Towards the end of each pilgrim season, a procession carrying the holy caskets containing the sacred ornaments proceeds towards Sabarimala around 12 January every year. At around 1 in the afternoon on that day, a brahminy kite, popularly known as Sree Krishna Parunthu, is sighted circling above the temple and this is considered as an omen to start the procession. Devotees believe that the kite is Garuda accompanying the procession.

Traditional customs forbid the titular king of Pandalam to travel to Sabarimala. Instead, he nominates another person from the family to accompany the procession as his representative. The representative follows Thiruvabharanam procession on a palanquin. On the day of Makara Jyothi, Ayyappa's idol at the Sabarimala temple is adorned with Thiruvabharanam. After the pilgrim season, the return procession of the Thiruvabharanam starts from Sabarimala and reaches back Pandalam.

The Thiruvabharanam procession follows the traditional routes through forests, hills, and rivers. A team of representatives (not belonging to the Royal Family) takes the holy caskets on their heads and goes to Sabarimala by foot. The procession is accompanied by thousands of devotees and armed policemen. The procession is warmly welcomed by different associations and temples on the way to Sabarimala and back.

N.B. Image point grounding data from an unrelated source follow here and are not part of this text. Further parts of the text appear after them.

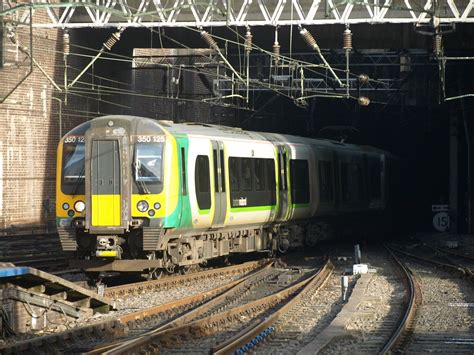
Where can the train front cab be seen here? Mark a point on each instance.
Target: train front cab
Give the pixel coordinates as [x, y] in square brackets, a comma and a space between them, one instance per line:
[119, 179]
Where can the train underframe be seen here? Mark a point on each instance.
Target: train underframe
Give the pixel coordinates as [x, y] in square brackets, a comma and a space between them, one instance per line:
[148, 249]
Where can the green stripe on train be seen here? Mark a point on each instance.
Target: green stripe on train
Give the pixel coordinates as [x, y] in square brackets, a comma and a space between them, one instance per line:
[253, 209]
[181, 216]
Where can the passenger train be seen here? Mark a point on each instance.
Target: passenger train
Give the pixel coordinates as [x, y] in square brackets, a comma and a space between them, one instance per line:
[136, 194]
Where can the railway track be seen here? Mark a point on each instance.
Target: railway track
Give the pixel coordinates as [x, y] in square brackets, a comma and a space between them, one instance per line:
[443, 322]
[441, 258]
[369, 322]
[221, 318]
[117, 324]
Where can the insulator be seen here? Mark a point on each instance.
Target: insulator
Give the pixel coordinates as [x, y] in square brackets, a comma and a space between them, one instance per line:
[363, 78]
[438, 44]
[363, 101]
[347, 39]
[309, 39]
[248, 40]
[66, 43]
[112, 40]
[210, 41]
[276, 52]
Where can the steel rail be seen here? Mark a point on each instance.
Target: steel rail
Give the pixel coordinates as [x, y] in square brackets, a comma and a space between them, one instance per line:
[204, 326]
[129, 318]
[144, 339]
[414, 299]
[449, 267]
[448, 254]
[174, 280]
[254, 331]
[117, 326]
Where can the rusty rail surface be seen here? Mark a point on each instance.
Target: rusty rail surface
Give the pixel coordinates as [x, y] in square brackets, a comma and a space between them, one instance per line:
[449, 254]
[150, 285]
[413, 300]
[448, 267]
[117, 327]
[257, 332]
[188, 325]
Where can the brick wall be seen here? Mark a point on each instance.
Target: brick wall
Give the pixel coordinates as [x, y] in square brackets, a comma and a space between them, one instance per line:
[29, 126]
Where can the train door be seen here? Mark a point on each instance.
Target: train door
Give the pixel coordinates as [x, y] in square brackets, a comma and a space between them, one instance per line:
[105, 184]
[220, 203]
[282, 183]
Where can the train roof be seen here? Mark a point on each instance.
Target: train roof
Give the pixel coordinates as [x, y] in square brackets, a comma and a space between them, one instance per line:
[212, 131]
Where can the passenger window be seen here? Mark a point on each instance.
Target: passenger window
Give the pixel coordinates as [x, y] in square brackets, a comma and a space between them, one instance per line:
[375, 176]
[299, 180]
[270, 175]
[246, 174]
[326, 178]
[259, 174]
[203, 182]
[351, 182]
[234, 174]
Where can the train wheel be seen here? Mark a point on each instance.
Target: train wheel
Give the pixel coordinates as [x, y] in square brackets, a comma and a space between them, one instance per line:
[170, 269]
[155, 274]
[183, 270]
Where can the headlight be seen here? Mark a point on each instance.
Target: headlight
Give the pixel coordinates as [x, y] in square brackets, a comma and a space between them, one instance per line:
[142, 206]
[79, 206]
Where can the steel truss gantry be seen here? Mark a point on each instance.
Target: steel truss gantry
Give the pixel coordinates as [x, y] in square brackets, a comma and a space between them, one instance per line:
[181, 13]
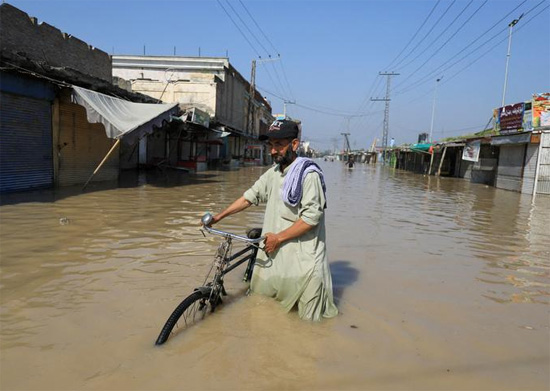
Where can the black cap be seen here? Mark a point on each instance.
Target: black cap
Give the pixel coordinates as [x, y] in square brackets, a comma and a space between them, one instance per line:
[281, 129]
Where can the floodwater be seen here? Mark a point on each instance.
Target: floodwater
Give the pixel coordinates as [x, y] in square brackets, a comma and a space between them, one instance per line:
[441, 284]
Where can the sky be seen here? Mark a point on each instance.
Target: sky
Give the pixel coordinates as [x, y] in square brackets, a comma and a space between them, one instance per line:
[324, 58]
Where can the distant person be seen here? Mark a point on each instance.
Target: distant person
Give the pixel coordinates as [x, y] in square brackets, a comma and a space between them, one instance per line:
[294, 267]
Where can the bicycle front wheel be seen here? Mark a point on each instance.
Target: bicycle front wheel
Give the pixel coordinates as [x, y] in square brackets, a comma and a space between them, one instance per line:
[190, 311]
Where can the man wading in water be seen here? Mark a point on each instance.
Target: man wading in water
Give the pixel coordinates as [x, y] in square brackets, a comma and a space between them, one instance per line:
[294, 267]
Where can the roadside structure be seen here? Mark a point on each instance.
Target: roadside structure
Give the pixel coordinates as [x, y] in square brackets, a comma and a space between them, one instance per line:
[514, 155]
[225, 118]
[60, 115]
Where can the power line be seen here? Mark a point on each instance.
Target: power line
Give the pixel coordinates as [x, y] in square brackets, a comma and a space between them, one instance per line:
[440, 34]
[427, 34]
[320, 109]
[445, 43]
[246, 26]
[238, 28]
[259, 28]
[496, 45]
[440, 69]
[414, 35]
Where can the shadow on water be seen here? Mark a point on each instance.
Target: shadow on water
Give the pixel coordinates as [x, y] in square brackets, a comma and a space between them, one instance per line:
[127, 179]
[343, 276]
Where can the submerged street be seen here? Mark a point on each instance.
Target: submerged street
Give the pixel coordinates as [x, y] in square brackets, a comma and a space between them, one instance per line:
[441, 284]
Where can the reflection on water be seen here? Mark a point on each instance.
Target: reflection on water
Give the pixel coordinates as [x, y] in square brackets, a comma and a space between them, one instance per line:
[87, 279]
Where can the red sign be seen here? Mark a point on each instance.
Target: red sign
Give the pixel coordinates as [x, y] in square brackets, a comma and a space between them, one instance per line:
[511, 117]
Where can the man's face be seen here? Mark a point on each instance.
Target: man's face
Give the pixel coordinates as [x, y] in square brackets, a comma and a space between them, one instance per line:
[281, 150]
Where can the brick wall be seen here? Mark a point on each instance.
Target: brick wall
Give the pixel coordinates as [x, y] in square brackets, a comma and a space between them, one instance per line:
[41, 42]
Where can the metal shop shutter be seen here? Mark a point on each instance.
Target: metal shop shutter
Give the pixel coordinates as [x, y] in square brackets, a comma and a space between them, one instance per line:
[83, 146]
[510, 167]
[26, 157]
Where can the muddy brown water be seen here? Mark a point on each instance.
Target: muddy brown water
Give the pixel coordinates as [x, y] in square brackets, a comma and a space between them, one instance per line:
[441, 284]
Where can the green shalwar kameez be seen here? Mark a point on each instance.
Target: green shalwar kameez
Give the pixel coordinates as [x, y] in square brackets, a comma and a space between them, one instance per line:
[298, 272]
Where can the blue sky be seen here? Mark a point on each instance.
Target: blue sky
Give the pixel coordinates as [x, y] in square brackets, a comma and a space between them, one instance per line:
[332, 53]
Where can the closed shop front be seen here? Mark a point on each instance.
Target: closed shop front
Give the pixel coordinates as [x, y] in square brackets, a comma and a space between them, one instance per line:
[25, 134]
[82, 146]
[510, 167]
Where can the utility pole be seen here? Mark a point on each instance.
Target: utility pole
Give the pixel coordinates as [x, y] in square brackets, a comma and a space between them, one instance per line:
[252, 93]
[386, 112]
[433, 108]
[347, 148]
[511, 25]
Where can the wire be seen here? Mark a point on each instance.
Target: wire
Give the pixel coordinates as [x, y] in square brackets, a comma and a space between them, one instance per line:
[440, 34]
[495, 46]
[439, 69]
[428, 76]
[445, 43]
[258, 26]
[246, 26]
[414, 35]
[238, 28]
[428, 33]
[320, 109]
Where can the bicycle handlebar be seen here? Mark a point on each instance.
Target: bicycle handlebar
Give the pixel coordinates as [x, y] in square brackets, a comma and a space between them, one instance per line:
[206, 220]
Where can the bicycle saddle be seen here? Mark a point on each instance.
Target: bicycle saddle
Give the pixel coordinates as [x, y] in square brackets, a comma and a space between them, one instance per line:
[254, 233]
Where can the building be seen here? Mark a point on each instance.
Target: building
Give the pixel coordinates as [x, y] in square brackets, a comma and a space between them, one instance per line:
[49, 135]
[232, 116]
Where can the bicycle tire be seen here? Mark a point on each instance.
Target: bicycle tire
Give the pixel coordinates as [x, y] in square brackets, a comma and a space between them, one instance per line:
[193, 309]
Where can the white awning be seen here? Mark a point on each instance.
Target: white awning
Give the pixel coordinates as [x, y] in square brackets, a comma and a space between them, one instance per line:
[122, 119]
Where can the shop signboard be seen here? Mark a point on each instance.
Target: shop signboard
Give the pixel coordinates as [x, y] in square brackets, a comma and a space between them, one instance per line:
[471, 151]
[511, 118]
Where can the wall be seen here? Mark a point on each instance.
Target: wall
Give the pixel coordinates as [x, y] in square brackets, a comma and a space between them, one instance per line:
[543, 185]
[531, 156]
[42, 42]
[232, 102]
[81, 147]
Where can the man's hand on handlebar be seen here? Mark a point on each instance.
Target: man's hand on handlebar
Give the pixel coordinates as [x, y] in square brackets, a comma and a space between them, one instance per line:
[271, 242]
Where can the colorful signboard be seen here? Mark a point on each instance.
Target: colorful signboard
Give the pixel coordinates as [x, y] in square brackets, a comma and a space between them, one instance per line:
[471, 151]
[511, 118]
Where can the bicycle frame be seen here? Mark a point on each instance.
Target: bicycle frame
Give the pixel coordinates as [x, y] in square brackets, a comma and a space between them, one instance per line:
[195, 306]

The Thiruvabharanam procession takes a traditional route to Sabarimala, covering a distance of 83 km by foot. One the first evening, the procession reaches Ayroor Puthiyakavu Devi temple via Kaipuzha, Kulanada, Ullannoor, Parayankara, Kuriyanipallay, Kooduvettickal, Kavumpady, Kidangannur, and Aranmula. On the second day evening it reaches Laha via Peroorchal, Keekozhoor, Aayickal, Pulickamoozhy, Kuthukallinpady, Mandiram, Edakkulam, Vadaserikkara, Madamon, Perunad, and Puthukkada. On the third and final day, the entourage reaches Sabarimala in the evening, via Plappally, Elavumkal, Nilackal, Attathode, Kollamoozhy, Vellachimala, Aettappetty, Oliyampuzha, Valiayanavattom, Cheriyanavattom, Neelimala, Appachimedu, and Saramkuthi.

During the return procession of the Thiruvabharanam from Sabarimala to Pandalam Palace, the journey begins at Perunad Shasta Temple and follows the traditional Thiruvabharanam route. It passes through Ayiroor Puthiyakavu Devi Temple and Cherukol Subrahmanya Temple before reaching the Pampadimon Ayyappa Temple in Kozhencherry. After a break for lunch and rest, the procession resumes in the evening and arrives at Mangattu Palace, located near the eastern temple of Aranmula. Members of the Mangattu Palace ceremonially receive the procession, and the team leading it places the sacred caskets inside the palace. The Thiruvabharanam casket is then opened in the evening, allowing devotees to have darshan. The group carrying the Thiruvabharanam stays overnight at the palace and departs the following morning, continuing the journey to Pandalam Palace via Kuriyanipally, Ullannoor, and Kulanada.